Keeping up with the Volga neighbours

By bne IntelliNews August 2, 2012

Artem Zagorodnov in Ulyanovsk -

"We're not just the birthplace of Lenin, but of Kerensky too," Governor Sergei Morozov told guests at an investor conference in the Volga city of Ulyanovsk in June, referring to one of the leaders of the Russian Provisional Government that was overthrown in the October Revolution.

Morozov's point is that the city and surrounding region of Ulyanovsk, known more as a communist backwater, offers much more than first meets the eye, and has by all accounts come on leaps and bounds during his eight-year tenure. And he remains confident enough in Ulyanovsk's future to politely deny a recent job offer in the federal government.

Until now, though, despite its strategic access to over 40m consumers in and around the Volga River, Ulyanovsk has very much lived in the shadow of its larger and more prosperous Volga neighbours, Kazan and Samara. The numbers speak for themselves: in 2009, the region attracted RUB49bn (€1.25bn) in fixed-capital investments, compared with RUB268bn and RUB110bn in neighbouring Kazan and Samara respectively. Average monthly wages stood at around $330, versus $520 and $600 in the latter two.

Living standards and services too are poor, which is proving a problem when attracting increasingly demanding foreign investors. Julia Stephanishina of Ernst & Young points out that compared with 10 or even five years ago, international investors are asking more and more about how comfortable a region is for relocation. "They used to be interested in power connections and access to water; we'd basically just drive out into a field in a jeep accompanied by some suspicious-looking characters in dark suits," she says. "Nowadays, the companies coming here are interested in the availability of English-language schools and healthcare, nice places to live and go out, and direct international air connections from the local airport."

Unfortunately, Ulyanovsk still scores badly in practically all these aspects when compared with Samara and Kazan. While the former have fully functioning international airports with regularly scheduled flights to several European capitals by leading international carriers, Ulyanovsk authorities are only now considering setting up such routes

An aviation museum stands as a monument to better times past. Hopes that a revival of the Ruslan An-124 jet aircraft project (one of the largest cargo carriers in the world) pending a Nato order would rejuvenate the local Aviastar aviation plant proved premature: economies-of-scale didn't match up (ie. the plane was too expensive to produce without a larger order).

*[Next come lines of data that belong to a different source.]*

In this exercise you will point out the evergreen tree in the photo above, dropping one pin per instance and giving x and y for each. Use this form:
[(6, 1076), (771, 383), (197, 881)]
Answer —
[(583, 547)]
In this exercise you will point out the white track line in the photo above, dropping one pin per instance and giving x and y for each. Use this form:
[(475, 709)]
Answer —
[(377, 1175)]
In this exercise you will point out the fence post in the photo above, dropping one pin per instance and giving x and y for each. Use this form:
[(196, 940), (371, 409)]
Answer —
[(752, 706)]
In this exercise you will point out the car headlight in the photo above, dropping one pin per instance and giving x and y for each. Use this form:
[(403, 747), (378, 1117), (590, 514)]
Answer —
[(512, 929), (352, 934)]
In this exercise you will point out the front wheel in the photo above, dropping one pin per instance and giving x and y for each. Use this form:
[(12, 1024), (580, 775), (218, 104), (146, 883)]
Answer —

However, the Aviastar aviation plant is also evidence of a brighter future. Germany-based Gildemeister recently announced the construction of a $25m machine-building tools plant outside Ulyanovsk, the first such foreign-owned plant in Russia. It took two years to obtain a permit for the technology transfer, which will cater toward Ulyanovsk's aircraft and auto-manufacturing hubs. The deal constitutes a major nod toward the potential of the Aviastar plant, which plans to launch major production of the Ilyushin Il-76 and Tupolev Tu-204 SM jets in the near future.

Gildermeister had only good things to say about the process of setting up production thus far. "We were told that things like that could last very long," Gunter Bachmann, a top executive at the company, told The Moscow Times. "In Ulyanovsk, they happened instantly."

The local administration is hoping the growth experienced under Morozov's leadership, combined with favourable access to vital transportation arteries and low local taxes, will make Ulyanovsk a local leader in manufacturing.

Foreign direct investment (FDI) has gone from RUB6.9bn in 2003 to RUB61.8bn last year, with the region taking first place for FDI growth in the Volga Federation Region. Most of this growth has come from retail and manufacturing (which makes up almost a third of the local economy): Mars and Metro Cash & Carry were the most recent international giants to set up local production and distribution operations. Regional GDP has gone from RUB80.6bn in 2005 to RUB171.4bn in 2010.